Hard Rock Hotel

Until I checked in, I thought the name of the place was an affectation, but it is actually attached to a Hard Rock Cafe, in San Diego.  They play bad and overly loud rock music in the lobby.  The front desk is usually unmanned.  The concierge looks and dresses like a 1970s hippie Deadhead.  There are guitars on the wall.  The bed is extremely comfortable.

Job candidates: you need a room key to work the elevator, so if you are coming here for an interview tomorrow a) I am leaving your name at the front desk, hoping it will be manned and they will help you, b) you can try to find someone else taking an elevator up, and c) you can call up and/or email.  In any case please give yourself a little extra time, our apologies.  I promise not to ask if you have brought your demo tape to the interview, even though I will be tempted to do so.

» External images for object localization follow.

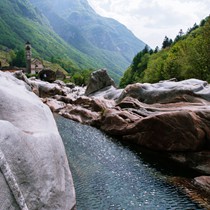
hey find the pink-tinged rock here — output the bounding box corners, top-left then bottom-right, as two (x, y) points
(100, 108), (141, 135)
(60, 104), (100, 125)
(43, 98), (66, 112)
(58, 95), (116, 126)
(122, 111), (206, 151)
(99, 97), (208, 151)
(194, 176), (210, 192)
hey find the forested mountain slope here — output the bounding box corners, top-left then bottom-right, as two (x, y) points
(120, 16), (210, 87)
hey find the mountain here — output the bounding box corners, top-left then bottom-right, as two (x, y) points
(0, 0), (146, 82)
(29, 0), (146, 81)
(0, 0), (95, 70)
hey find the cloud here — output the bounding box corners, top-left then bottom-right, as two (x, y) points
(87, 0), (210, 48)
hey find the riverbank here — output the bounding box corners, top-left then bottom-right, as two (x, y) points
(12, 69), (210, 207)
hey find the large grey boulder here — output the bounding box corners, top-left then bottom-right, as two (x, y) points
(85, 69), (116, 95)
(0, 72), (76, 210)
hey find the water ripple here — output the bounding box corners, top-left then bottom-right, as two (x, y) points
(56, 116), (204, 210)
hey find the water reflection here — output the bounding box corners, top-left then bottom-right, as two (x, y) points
(56, 116), (204, 210)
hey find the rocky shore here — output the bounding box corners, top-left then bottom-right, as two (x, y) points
(10, 69), (210, 205)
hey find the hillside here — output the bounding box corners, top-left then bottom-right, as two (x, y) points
(0, 0), (146, 82)
(29, 0), (146, 81)
(120, 16), (210, 87)
(0, 0), (97, 71)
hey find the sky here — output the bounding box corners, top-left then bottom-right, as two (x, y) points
(87, 0), (210, 49)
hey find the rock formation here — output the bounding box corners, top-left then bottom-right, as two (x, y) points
(19, 70), (210, 154)
(38, 69), (56, 83)
(51, 78), (210, 152)
(194, 176), (210, 192)
(12, 69), (210, 198)
(85, 69), (116, 95)
(0, 71), (76, 209)
(23, 71), (209, 153)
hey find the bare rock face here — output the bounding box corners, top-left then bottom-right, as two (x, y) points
(170, 151), (210, 174)
(13, 71), (67, 98)
(98, 96), (209, 151)
(118, 79), (210, 104)
(30, 80), (66, 98)
(105, 79), (210, 152)
(52, 78), (210, 153)
(0, 72), (76, 210)
(85, 69), (116, 95)
(58, 96), (115, 125)
(194, 176), (210, 192)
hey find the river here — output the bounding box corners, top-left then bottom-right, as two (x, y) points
(56, 116), (204, 210)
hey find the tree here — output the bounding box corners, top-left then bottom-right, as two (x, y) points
(187, 24), (198, 34)
(174, 29), (185, 43)
(154, 46), (159, 53)
(132, 51), (144, 72)
(119, 67), (133, 88)
(142, 45), (149, 54)
(132, 45), (150, 71)
(179, 29), (184, 37)
(10, 49), (26, 67)
(200, 16), (210, 80)
(162, 36), (172, 49)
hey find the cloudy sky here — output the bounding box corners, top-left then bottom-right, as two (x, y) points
(87, 0), (210, 49)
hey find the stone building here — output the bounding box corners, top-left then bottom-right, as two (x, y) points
(25, 41), (32, 74)
(31, 58), (44, 74)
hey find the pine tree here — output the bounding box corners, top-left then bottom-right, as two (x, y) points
(162, 36), (172, 49)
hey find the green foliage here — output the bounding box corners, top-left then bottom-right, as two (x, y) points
(0, 0), (148, 84)
(10, 49), (26, 67)
(119, 67), (133, 88)
(162, 36), (173, 49)
(70, 68), (94, 86)
(119, 45), (152, 87)
(25, 73), (37, 78)
(142, 50), (168, 83)
(0, 0), (116, 83)
(120, 15), (210, 86)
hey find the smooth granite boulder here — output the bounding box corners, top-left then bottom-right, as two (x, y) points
(117, 79), (210, 104)
(0, 71), (76, 210)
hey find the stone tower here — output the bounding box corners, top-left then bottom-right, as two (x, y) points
(25, 41), (32, 74)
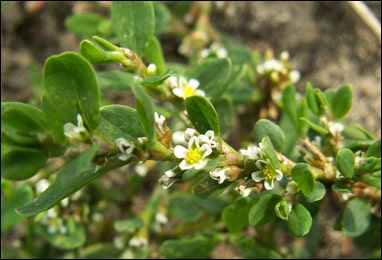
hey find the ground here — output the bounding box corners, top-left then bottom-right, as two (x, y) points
(1, 1), (381, 259)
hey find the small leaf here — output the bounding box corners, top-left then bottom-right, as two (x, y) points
(287, 202), (312, 237)
(80, 40), (124, 64)
(65, 12), (109, 37)
(185, 95), (220, 136)
(222, 197), (252, 233)
(160, 235), (218, 259)
(366, 140), (381, 158)
(114, 218), (144, 233)
(300, 117), (328, 136)
(254, 119), (285, 152)
(341, 198), (371, 238)
(305, 82), (320, 116)
(336, 148), (355, 178)
(282, 84), (299, 130)
(111, 1), (155, 55)
(191, 174), (231, 199)
(43, 52), (100, 143)
(303, 181), (326, 203)
(131, 84), (156, 148)
(329, 85), (353, 119)
(248, 193), (281, 227)
(291, 163), (315, 195)
(95, 104), (145, 144)
(214, 97), (235, 139)
(1, 143), (48, 180)
(260, 136), (280, 168)
(188, 58), (231, 99)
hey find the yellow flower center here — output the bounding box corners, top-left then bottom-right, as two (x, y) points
(183, 85), (195, 98)
(186, 148), (202, 164)
(263, 164), (273, 182)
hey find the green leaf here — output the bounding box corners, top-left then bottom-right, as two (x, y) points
(248, 193), (281, 227)
(1, 143), (48, 180)
(214, 97), (235, 139)
(303, 181), (326, 203)
(97, 71), (135, 91)
(282, 84), (299, 130)
(366, 140), (381, 158)
(185, 95), (220, 136)
(300, 117), (328, 136)
(160, 235), (218, 259)
(329, 85), (353, 119)
(191, 174), (231, 199)
(305, 82), (321, 116)
(111, 1), (155, 56)
(360, 172), (381, 188)
(131, 84), (156, 148)
(260, 136), (280, 168)
(291, 163), (315, 195)
(65, 12), (109, 37)
(336, 148), (355, 178)
(95, 104), (145, 144)
(39, 217), (86, 249)
(43, 52), (100, 143)
(1, 183), (33, 231)
(80, 40), (125, 64)
(341, 198), (371, 238)
(141, 71), (172, 87)
(287, 202), (312, 237)
(188, 58), (231, 99)
(254, 119), (285, 152)
(16, 146), (108, 217)
(144, 36), (167, 74)
(222, 197), (252, 233)
(1, 102), (47, 146)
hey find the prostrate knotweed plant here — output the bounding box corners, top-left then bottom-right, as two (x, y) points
(1, 2), (380, 259)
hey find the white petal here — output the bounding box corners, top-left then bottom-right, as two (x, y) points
(179, 160), (193, 170)
(251, 171), (264, 182)
(174, 145), (188, 159)
(275, 170), (283, 180)
(264, 179), (275, 190)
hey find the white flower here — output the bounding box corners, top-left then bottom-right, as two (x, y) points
(174, 136), (212, 170)
(199, 130), (217, 148)
(235, 184), (253, 197)
(251, 159), (283, 190)
(240, 144), (263, 160)
(155, 212), (168, 225)
(115, 137), (135, 161)
(147, 63), (157, 76)
(63, 114), (87, 141)
(328, 121), (344, 136)
(170, 76), (205, 99)
(184, 128), (198, 141)
(155, 112), (166, 134)
(129, 236), (148, 248)
(209, 168), (229, 184)
(158, 169), (178, 189)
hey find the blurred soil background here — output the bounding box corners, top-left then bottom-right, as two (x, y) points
(1, 1), (381, 259)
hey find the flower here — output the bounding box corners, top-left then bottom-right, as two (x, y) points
(63, 114), (87, 141)
(235, 184), (254, 197)
(158, 169), (178, 189)
(240, 144), (263, 160)
(115, 137), (135, 161)
(209, 168), (229, 184)
(129, 236), (148, 248)
(198, 130), (217, 148)
(251, 159), (283, 190)
(174, 136), (212, 170)
(154, 112), (166, 134)
(167, 76), (205, 99)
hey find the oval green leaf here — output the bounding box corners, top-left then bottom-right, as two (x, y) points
(222, 197), (252, 233)
(341, 198), (371, 238)
(185, 95), (220, 136)
(330, 85), (353, 119)
(291, 163), (315, 195)
(336, 148), (355, 178)
(111, 1), (155, 56)
(43, 52), (100, 143)
(248, 193), (281, 227)
(287, 202), (312, 237)
(254, 119), (285, 152)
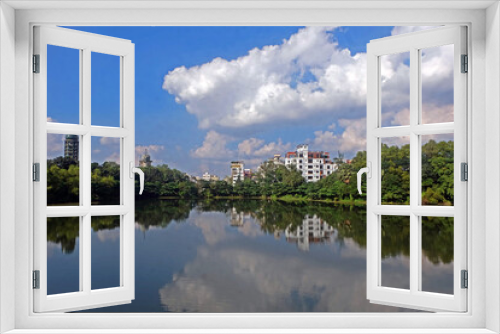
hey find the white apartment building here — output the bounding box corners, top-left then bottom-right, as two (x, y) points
(285, 214), (335, 251)
(230, 161), (245, 185)
(284, 144), (337, 182)
(202, 172), (219, 182)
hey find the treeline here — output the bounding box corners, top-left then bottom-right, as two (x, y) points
(47, 139), (453, 205)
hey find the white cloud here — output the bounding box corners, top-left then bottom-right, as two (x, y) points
(338, 118), (367, 153)
(390, 26), (437, 36)
(163, 26), (367, 133)
(238, 138), (291, 157)
(100, 137), (120, 145)
(190, 133), (291, 172)
(421, 104), (454, 124)
(104, 152), (120, 164)
(191, 131), (233, 159)
(312, 130), (337, 151)
(312, 118), (366, 156)
(47, 134), (64, 158)
(237, 138), (264, 156)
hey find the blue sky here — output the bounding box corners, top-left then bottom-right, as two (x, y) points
(47, 26), (452, 178)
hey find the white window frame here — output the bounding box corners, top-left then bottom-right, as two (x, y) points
(32, 26), (136, 313)
(366, 26), (467, 312)
(0, 1), (498, 333)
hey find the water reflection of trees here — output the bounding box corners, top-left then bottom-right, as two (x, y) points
(46, 199), (453, 264)
(47, 215), (120, 253)
(135, 200), (195, 231)
(47, 217), (80, 254)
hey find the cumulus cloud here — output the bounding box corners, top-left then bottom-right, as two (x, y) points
(191, 131), (233, 159)
(238, 138), (291, 157)
(390, 26), (437, 36)
(312, 118), (367, 155)
(104, 152), (121, 164)
(100, 137), (120, 145)
(379, 29), (453, 127)
(136, 144), (165, 154)
(47, 133), (65, 158)
(163, 26), (367, 133)
(190, 133), (292, 172)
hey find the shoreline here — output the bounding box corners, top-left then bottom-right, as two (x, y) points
(156, 195), (368, 206)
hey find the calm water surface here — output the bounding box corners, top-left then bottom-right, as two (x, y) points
(46, 199), (454, 312)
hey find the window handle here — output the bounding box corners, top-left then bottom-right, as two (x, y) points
(357, 162), (372, 195)
(129, 162), (144, 195)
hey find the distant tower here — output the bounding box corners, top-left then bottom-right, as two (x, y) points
(139, 149), (153, 167)
(64, 135), (79, 161)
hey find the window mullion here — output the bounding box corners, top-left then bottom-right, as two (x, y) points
(82, 214), (91, 293)
(81, 48), (92, 294)
(409, 47), (420, 295)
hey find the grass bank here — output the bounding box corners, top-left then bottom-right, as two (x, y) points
(157, 195), (367, 206)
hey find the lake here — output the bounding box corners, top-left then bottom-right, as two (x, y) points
(46, 199), (454, 312)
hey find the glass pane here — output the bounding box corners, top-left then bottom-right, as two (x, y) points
(421, 216), (454, 294)
(47, 217), (80, 295)
(47, 134), (80, 206)
(421, 45), (454, 124)
(381, 215), (410, 290)
(421, 134), (454, 206)
(380, 52), (410, 127)
(47, 45), (80, 124)
(91, 52), (120, 127)
(381, 137), (410, 205)
(91, 216), (121, 290)
(91, 136), (121, 205)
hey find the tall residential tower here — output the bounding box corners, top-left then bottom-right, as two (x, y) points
(64, 135), (79, 161)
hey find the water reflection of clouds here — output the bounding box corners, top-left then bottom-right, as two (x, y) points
(47, 241), (61, 257)
(192, 212), (230, 246)
(95, 228), (120, 242)
(421, 256), (453, 294)
(158, 212), (412, 312)
(381, 255), (410, 290)
(192, 211), (264, 244)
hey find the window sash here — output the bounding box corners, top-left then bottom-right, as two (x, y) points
(366, 25), (467, 312)
(33, 26), (136, 313)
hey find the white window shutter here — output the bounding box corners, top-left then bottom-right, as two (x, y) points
(366, 26), (467, 312)
(33, 26), (135, 312)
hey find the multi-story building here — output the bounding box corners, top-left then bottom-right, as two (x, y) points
(284, 144), (337, 182)
(202, 172), (220, 182)
(270, 154), (284, 166)
(285, 214), (335, 251)
(231, 161), (245, 185)
(64, 135), (79, 161)
(244, 169), (252, 180)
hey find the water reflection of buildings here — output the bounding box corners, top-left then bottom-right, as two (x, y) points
(230, 207), (252, 227)
(285, 214), (335, 251)
(228, 207), (335, 252)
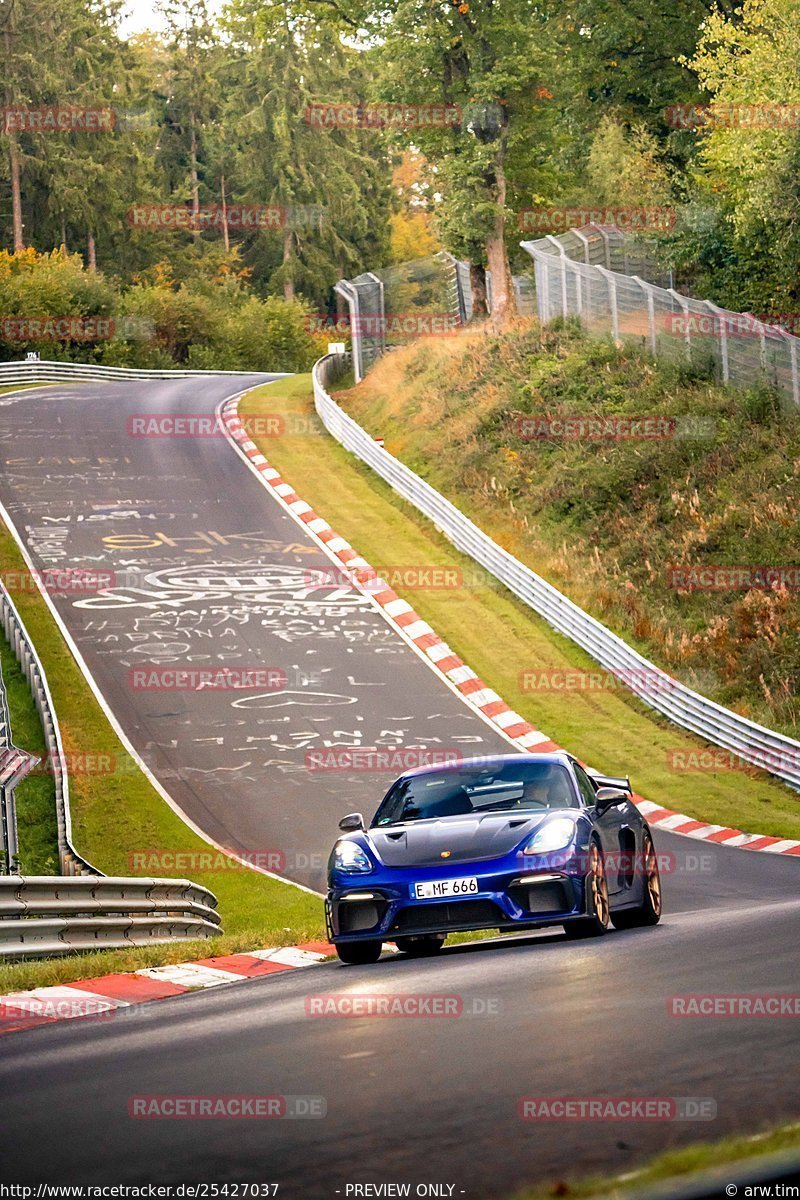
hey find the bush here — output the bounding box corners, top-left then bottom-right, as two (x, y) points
(0, 247), (326, 372)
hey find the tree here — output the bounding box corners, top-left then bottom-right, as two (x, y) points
(219, 0), (392, 305)
(686, 0), (800, 310)
(371, 0), (558, 328)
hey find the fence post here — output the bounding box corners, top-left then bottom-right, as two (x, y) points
(572, 227), (591, 266)
(705, 301), (730, 384)
(366, 271), (385, 358)
(786, 330), (800, 407)
(596, 225), (612, 269)
(544, 235), (568, 316)
(669, 289), (692, 362)
(632, 276), (657, 356)
(334, 280), (362, 382)
(573, 263), (583, 317)
(572, 228), (593, 316)
(596, 266), (620, 341)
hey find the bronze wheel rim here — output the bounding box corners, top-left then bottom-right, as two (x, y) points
(645, 838), (661, 915)
(589, 843), (609, 926)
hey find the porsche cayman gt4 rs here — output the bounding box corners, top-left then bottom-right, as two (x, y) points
(326, 752), (662, 964)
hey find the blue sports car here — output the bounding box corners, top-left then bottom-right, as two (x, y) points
(326, 752), (662, 964)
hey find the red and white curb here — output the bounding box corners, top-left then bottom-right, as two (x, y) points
(219, 394), (800, 862)
(0, 941), (338, 1035)
(220, 399), (559, 756)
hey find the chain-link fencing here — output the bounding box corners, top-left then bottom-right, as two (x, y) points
(521, 224), (800, 407)
(334, 251), (472, 381)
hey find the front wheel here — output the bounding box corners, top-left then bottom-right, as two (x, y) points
(335, 940), (383, 965)
(611, 833), (662, 929)
(564, 840), (610, 939)
(395, 934), (445, 957)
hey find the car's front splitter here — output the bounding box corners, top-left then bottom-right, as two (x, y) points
(327, 869), (587, 943)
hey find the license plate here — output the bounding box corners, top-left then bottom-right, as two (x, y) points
(414, 877), (479, 900)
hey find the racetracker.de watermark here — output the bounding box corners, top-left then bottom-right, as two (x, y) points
(305, 565), (462, 592)
(305, 748), (461, 772)
(125, 204), (322, 231)
(126, 412), (319, 438)
(1, 106), (115, 133)
(513, 415), (715, 441)
(518, 668), (676, 695)
(127, 667), (287, 692)
(664, 312), (800, 338)
(127, 849), (325, 873)
(666, 103), (800, 129)
(518, 1096), (716, 1121)
(0, 316), (152, 342)
(304, 312), (462, 337)
(518, 207), (676, 232)
(666, 747), (800, 775)
(304, 993), (501, 1018)
(669, 995), (800, 1018)
(520, 848), (715, 876)
(0, 994), (118, 1028)
(304, 103), (462, 129)
(0, 567), (115, 595)
(128, 1095), (326, 1119)
(667, 565), (800, 591)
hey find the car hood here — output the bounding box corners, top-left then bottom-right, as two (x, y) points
(368, 812), (572, 867)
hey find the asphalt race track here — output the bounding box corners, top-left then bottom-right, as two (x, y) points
(0, 379), (799, 1194)
(0, 377), (511, 890)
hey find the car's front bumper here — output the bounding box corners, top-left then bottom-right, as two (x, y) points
(326, 862), (589, 943)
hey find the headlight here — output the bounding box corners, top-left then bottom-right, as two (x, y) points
(333, 840), (374, 873)
(522, 817), (576, 856)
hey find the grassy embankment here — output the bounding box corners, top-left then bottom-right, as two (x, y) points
(336, 324), (800, 739)
(239, 368), (799, 843)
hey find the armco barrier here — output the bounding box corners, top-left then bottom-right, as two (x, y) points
(313, 353), (800, 792)
(0, 875), (220, 958)
(0, 579), (98, 876)
(0, 359), (281, 385)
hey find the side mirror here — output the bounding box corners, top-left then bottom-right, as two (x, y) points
(594, 787), (629, 814)
(339, 812), (365, 832)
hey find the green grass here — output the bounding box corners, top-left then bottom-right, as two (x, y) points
(240, 373), (800, 841)
(513, 1119), (800, 1199)
(0, 632), (59, 874)
(0, 383), (51, 395)
(337, 325), (800, 738)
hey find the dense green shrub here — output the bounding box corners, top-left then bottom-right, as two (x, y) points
(0, 249), (325, 372)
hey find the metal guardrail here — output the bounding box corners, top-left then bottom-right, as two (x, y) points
(313, 353), (800, 792)
(0, 749), (38, 874)
(0, 359), (276, 385)
(0, 875), (220, 958)
(0, 579), (98, 876)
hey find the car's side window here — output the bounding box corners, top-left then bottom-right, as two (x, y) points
(572, 763), (598, 807)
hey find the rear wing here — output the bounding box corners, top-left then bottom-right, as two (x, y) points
(586, 768), (632, 794)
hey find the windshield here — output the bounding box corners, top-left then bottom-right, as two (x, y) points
(372, 761), (579, 826)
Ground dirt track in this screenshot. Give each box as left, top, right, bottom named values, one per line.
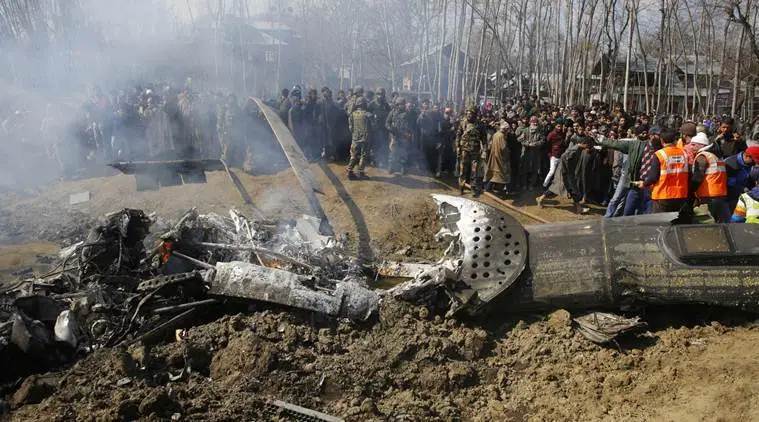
left=2, top=163, right=759, bottom=421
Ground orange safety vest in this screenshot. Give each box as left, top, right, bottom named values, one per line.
left=694, top=151, right=727, bottom=198
left=652, top=145, right=689, bottom=200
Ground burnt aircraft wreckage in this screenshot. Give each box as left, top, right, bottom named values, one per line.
left=106, top=97, right=759, bottom=321
left=392, top=194, right=759, bottom=319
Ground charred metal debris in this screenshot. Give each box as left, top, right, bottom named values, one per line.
left=4, top=193, right=759, bottom=394
left=387, top=194, right=759, bottom=343
left=0, top=207, right=378, bottom=383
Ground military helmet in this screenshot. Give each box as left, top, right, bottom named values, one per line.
left=394, top=97, right=406, bottom=106
left=466, top=105, right=478, bottom=115
left=355, top=97, right=368, bottom=109
left=354, top=85, right=364, bottom=95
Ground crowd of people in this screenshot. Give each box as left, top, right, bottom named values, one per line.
left=0, top=80, right=275, bottom=179
left=276, top=86, right=759, bottom=224
left=7, top=79, right=759, bottom=225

Addendum: It’s funny how many people are tweeting and emailing me that I don’t like San Diego.  Nothing could be further from the truth.  I like it fine and I have come here repeatedly over the years.  The area where I have chosen to live and work — northern Virginia — also could be described as lacking in cultural importance for the broader United States and indeed the world.  And yet I chose it and prefer to stay there.  The whole point of public goods is that they spread far and wide!  Most generally, “reporting a fact or opinion which lowers the perceived relative status of X” does not translate into “source does not like X.”  This is closely related to the fallacy of mood affiliation.  One can have multiple moods about both San Diego and northern Virginia, namely something like “wonderful amenities and lifestyle, but culturally not nearly as impressive as the historical record of Kansas City.”  But when choosing whether or not to visit or live in Indiana, that Cole Porter was from there is really not much of a factor.  That all said, I’ll belatedly give San Diego credit for Roger Reynolds.